Поэтому речевые конструкции РС почти все время демонстрируют нам моменты «несостыковки» мысли и языковых средств. Мысли в таких конструкциях всегда как бы тесно в рамках языка. Она стремится либо преодолеть эти рамки, разрушив их, либо хоть как-то изменить языковые формы и тем самым заявить о своей творческой активности, не укладывающейся в привычные рамки и границы языка, его реализовавшихся возможностей.

Поэтому РС, призванный выражать различение мысли и языка, имеет принципиально другие основания, нежели книжные стили. Его можно назвать стилем потому, что все его компоненты объединены тем, что призваны передавать дисгармонию, дисбаланс или, как сказали бы философы ХХ века, «зазор», «различение» между мыслью и языком.

Приведу пример из «Практической стилистики» Д. Э. Розенталя (М., 2004).
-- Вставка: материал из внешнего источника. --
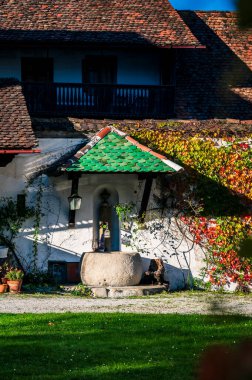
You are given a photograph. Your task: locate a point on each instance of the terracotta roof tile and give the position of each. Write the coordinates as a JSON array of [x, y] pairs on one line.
[[140, 22], [218, 79], [15, 123]]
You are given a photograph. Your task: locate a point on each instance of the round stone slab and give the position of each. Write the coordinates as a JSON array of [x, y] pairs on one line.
[[111, 269]]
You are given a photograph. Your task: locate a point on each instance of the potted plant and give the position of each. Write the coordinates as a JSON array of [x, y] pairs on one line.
[[15, 279], [3, 287], [4, 269]]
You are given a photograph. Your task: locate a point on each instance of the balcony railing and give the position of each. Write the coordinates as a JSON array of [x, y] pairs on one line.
[[99, 100]]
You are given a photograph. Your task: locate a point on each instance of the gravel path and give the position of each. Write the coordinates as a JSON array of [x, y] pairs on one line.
[[182, 303]]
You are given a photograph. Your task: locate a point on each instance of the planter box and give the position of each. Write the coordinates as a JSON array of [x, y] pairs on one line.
[[3, 251]]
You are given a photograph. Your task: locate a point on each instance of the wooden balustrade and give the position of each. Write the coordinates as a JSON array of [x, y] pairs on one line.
[[99, 100]]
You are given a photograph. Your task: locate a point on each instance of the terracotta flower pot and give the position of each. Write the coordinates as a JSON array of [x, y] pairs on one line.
[[14, 285], [3, 288]]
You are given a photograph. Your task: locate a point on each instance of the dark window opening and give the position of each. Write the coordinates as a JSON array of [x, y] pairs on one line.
[[99, 69], [37, 70], [167, 69]]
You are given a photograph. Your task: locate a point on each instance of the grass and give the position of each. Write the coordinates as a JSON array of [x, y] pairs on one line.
[[111, 346]]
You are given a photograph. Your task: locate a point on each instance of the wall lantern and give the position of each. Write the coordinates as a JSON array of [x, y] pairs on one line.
[[74, 202]]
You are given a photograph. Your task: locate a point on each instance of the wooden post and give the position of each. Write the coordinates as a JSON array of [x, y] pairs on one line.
[[74, 190], [145, 199]]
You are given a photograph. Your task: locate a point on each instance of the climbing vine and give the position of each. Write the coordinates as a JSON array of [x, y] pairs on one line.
[[11, 221], [216, 202]]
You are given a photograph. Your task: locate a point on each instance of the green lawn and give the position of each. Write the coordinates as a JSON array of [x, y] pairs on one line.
[[111, 346]]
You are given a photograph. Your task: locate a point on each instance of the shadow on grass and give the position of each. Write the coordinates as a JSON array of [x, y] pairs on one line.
[[91, 346]]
Он предлагает разговорные экспрессивные варианты отрицательных ответов на вопрос «Успеем?». Если книжный вариант ответа «Нет, не успеем», то разговорный стиль предполагает целый спектр речевых конструкций: Где там успеем!; Куда там успеем!; Какое там!; Хорошенькое дело – успеем!; Так тебе и успеем!; Прямо успели!; Уж и успели!
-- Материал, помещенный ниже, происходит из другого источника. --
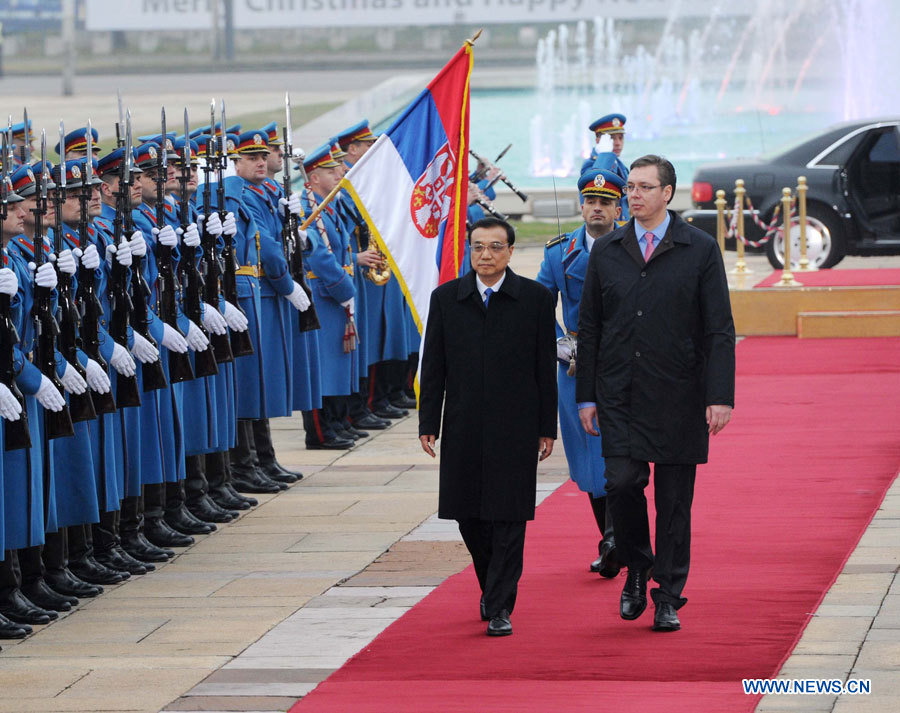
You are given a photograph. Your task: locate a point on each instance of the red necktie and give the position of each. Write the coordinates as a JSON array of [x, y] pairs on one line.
[[649, 249]]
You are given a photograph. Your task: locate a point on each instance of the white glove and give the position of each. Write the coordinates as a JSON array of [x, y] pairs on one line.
[[10, 408], [65, 261], [213, 321], [190, 236], [44, 276], [229, 225], [173, 341], [298, 298], [90, 259], [97, 379], [166, 236], [48, 395], [72, 381], [235, 318], [213, 225], [9, 284], [196, 339], [121, 360], [137, 244], [293, 205], [143, 350]]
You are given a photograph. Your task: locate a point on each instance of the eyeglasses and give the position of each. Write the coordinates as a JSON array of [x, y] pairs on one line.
[[495, 248], [642, 188]]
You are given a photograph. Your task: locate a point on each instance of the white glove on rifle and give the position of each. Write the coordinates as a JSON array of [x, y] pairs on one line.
[[48, 395], [121, 360], [196, 339], [213, 224], [65, 262], [90, 258], [166, 236], [213, 321], [45, 275], [97, 379], [143, 350], [72, 381], [190, 236], [235, 318], [10, 408], [173, 341], [137, 244], [9, 283], [298, 298]]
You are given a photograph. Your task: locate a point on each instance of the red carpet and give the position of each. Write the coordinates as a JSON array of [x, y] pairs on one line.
[[839, 278], [791, 486]]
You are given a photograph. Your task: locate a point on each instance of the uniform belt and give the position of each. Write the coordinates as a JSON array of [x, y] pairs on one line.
[[310, 275]]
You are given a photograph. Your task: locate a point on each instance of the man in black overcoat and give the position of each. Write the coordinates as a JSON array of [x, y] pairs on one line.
[[489, 362], [655, 370]]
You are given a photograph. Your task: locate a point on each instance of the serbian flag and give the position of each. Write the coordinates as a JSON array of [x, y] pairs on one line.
[[411, 186]]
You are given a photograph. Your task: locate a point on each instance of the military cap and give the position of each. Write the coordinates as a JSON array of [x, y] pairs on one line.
[[77, 141], [320, 158], [112, 162], [357, 132], [609, 124], [598, 182], [252, 142], [274, 137]]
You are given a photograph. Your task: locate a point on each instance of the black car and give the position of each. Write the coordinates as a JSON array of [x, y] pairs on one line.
[[853, 202]]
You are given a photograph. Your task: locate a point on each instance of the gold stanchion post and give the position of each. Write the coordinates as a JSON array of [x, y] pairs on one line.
[[787, 277], [803, 264], [740, 266], [720, 219]]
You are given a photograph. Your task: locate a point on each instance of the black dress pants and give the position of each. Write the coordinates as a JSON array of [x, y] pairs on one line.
[[497, 549], [673, 487]]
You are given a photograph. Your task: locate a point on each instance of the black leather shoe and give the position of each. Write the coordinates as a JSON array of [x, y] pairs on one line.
[[17, 608], [634, 595], [64, 582], [11, 630], [500, 625], [335, 444], [181, 520], [403, 402], [91, 571], [206, 510], [162, 534], [41, 595], [388, 411], [119, 559], [608, 564], [143, 550], [665, 618], [371, 422]]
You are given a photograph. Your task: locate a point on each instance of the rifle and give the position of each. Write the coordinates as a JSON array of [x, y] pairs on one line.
[[86, 299], [290, 240], [211, 261], [205, 361], [179, 364], [81, 406], [241, 344], [17, 435], [153, 374], [58, 424]]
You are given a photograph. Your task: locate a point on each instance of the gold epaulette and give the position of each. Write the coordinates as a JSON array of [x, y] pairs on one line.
[[556, 241]]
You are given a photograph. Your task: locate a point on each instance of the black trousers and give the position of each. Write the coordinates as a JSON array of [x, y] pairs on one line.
[[673, 487], [497, 549]]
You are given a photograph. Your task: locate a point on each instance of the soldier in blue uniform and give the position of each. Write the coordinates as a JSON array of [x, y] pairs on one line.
[[329, 264], [562, 272]]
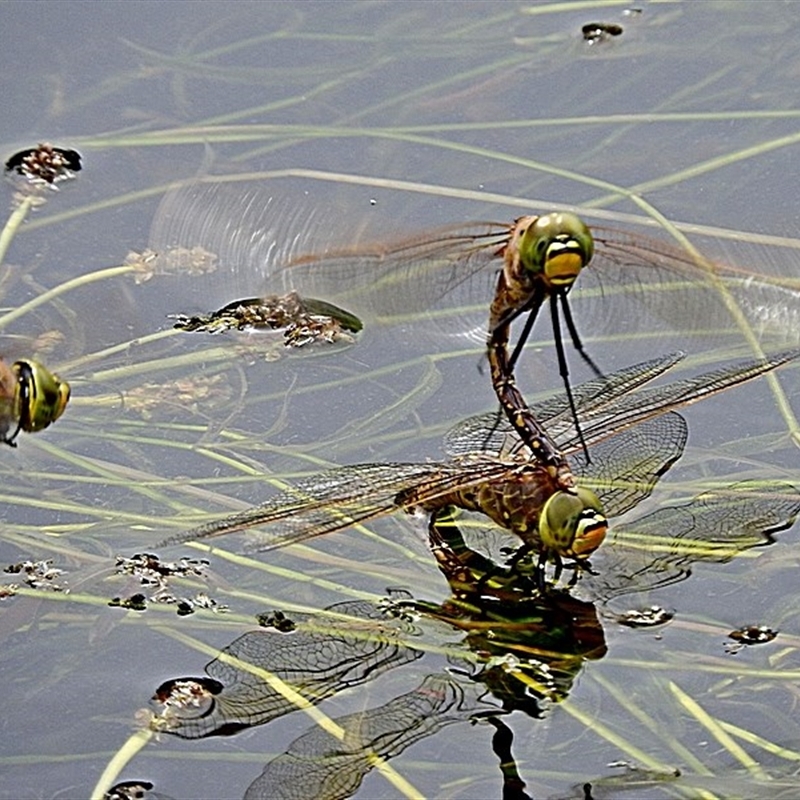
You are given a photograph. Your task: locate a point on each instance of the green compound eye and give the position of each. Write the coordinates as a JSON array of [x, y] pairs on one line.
[[557, 247], [41, 395], [572, 524]]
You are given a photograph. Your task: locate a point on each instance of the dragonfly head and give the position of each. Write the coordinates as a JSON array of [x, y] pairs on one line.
[[41, 395], [572, 524], [556, 247]]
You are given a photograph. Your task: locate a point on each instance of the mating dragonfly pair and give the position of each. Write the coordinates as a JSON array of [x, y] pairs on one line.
[[522, 472]]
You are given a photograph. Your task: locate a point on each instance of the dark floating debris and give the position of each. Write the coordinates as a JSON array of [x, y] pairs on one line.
[[45, 164], [594, 32], [38, 574], [136, 602], [132, 790], [277, 620], [304, 320], [749, 635]]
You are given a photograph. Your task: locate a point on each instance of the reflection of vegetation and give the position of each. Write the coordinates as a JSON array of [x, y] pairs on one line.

С точки зрения языка книжных стилей, эти синтаксические конструкции поражают своей «неправильностью» и даже производят впечатление смысловой и грамматической нелепости (Прямо успели!; Уж и успели! Хорошенькое дело – успеем!). Но с точки зрения способности выражать десятки оттенков мысли, которые угадываются в этих фразах, им нет равных в языке. Мысль в своих едва опознаваемых оттенках как бы реет над этими фразами, обнаруживая все богатство своих нюансов именно в грамматических «несостыковках» слов, в «разломах» фраз.

Где там успеем – от пессимистического «какое там…» до агрессивного «сказал тоже…»;

Хорошенькое дело – успеем! – «будет очень хорошо, если успеем», «смеешься что ли…».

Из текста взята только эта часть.